The Vancouver Voice
- August 2007 cover, with a caricature of Vancouver mayor Royce Pollard
- Type: Alternative monthly
- Format: Tabloid
- Owner: News-Register Publishing Company
- Publisher: Oregon Lithoprint, Inc., Guy Everingham
- Editor: Ossie Bladine
- Founded: October 2006
- Ceased publication: August 2011
- Language: English
- Headquarters: Vancouver, Washington
- Circulation: 13,000
- Website: www.vanvoice.com

= The Vancouver Voice =

The Vancouver Voice was an alternative newspaper serving Clark County and Southwest Washington in the United States, with a focus on the area's largest city, Vancouver. It ceased publication with volume 5, issue 13 of August 19, 2011.

==History==
In early 2006, The Vanguard, a previous two-year-old alternative publication for Vancouver, folded. Several of the staff and writers involved with The Vanguard came together soon after its demise to continue the nascent tradition of an alternative periodical for the rapidly expanding population of Clark County. Former Vanguard columnist and Willamette Week Screen editor James Walling joined with longtime cohort Eric A. Johnson and soon-to-be production manager Melissa Wolf to found The Vancouver Voice.

In the summer of 2007, the publication became embroiled in some of the controversy surrounding the Camas, Washington mayoral race after publishing a vitriolic letter from one of its readers that attacked the character of candidate and former city councilwoman Liz Pike. Pike responded by sending a letter of complaint from her attorney to the paper and the writer of the letter (who is unaffiliated with the paper's staff). Walling declined to acquiesce to Pike's complaint.
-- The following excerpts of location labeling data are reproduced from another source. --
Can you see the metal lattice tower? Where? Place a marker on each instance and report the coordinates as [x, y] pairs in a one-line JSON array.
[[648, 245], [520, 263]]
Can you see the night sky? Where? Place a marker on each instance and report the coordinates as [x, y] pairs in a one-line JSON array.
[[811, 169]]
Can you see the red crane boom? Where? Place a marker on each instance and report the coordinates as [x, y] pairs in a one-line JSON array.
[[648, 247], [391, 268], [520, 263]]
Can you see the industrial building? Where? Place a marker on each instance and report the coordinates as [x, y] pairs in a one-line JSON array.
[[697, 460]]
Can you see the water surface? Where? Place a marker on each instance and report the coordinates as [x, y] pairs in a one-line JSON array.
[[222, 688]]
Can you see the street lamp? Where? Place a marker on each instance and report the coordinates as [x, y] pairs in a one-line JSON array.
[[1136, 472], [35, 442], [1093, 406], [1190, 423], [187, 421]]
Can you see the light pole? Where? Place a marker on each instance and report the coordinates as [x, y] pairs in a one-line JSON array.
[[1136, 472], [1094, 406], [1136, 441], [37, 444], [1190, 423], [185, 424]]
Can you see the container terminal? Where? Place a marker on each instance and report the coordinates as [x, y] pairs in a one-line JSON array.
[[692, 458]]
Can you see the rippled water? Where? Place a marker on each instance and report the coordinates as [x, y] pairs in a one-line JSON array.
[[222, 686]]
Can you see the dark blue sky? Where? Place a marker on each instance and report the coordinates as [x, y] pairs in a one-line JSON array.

In the general election, Pike was defeated by Paul Dennis, earning only 25 percent of the vote.

In September 2010, Voice freelancer Marcus Griffith was the first journalist to question what was initially reported as a local acid attack. The incident which later was revealed to be a hoax, and resulted in felony theft charges related to funds gathered for the alleged victim. Griffith posted his initial investigation on the website of the paper. This resulted in The Voice being labeled "Satan's paper" by religious groups sympathetic to the perpetrator of the hoax.

In 2011, the paper's Oregon-based owners offered if for sale, after having purchased it in 2008 from Vancouver resident James Walling. After three years the paper was folded by Oregon Lithoprint Incorporated, citing "general economic malaise in the region, and specific challenges to the newspaper industry."

==Content and focus==
The Voice featured content in the vein of most traditional alternative weekly periodicals, though more serious journalistic coverage of crimes and similar incidents has occurred. Past cover stories have included conflicting development models in the area (high density mixed use versus urban sprawl), and the tenth anniversary of Vancouver School of Arts and Academics.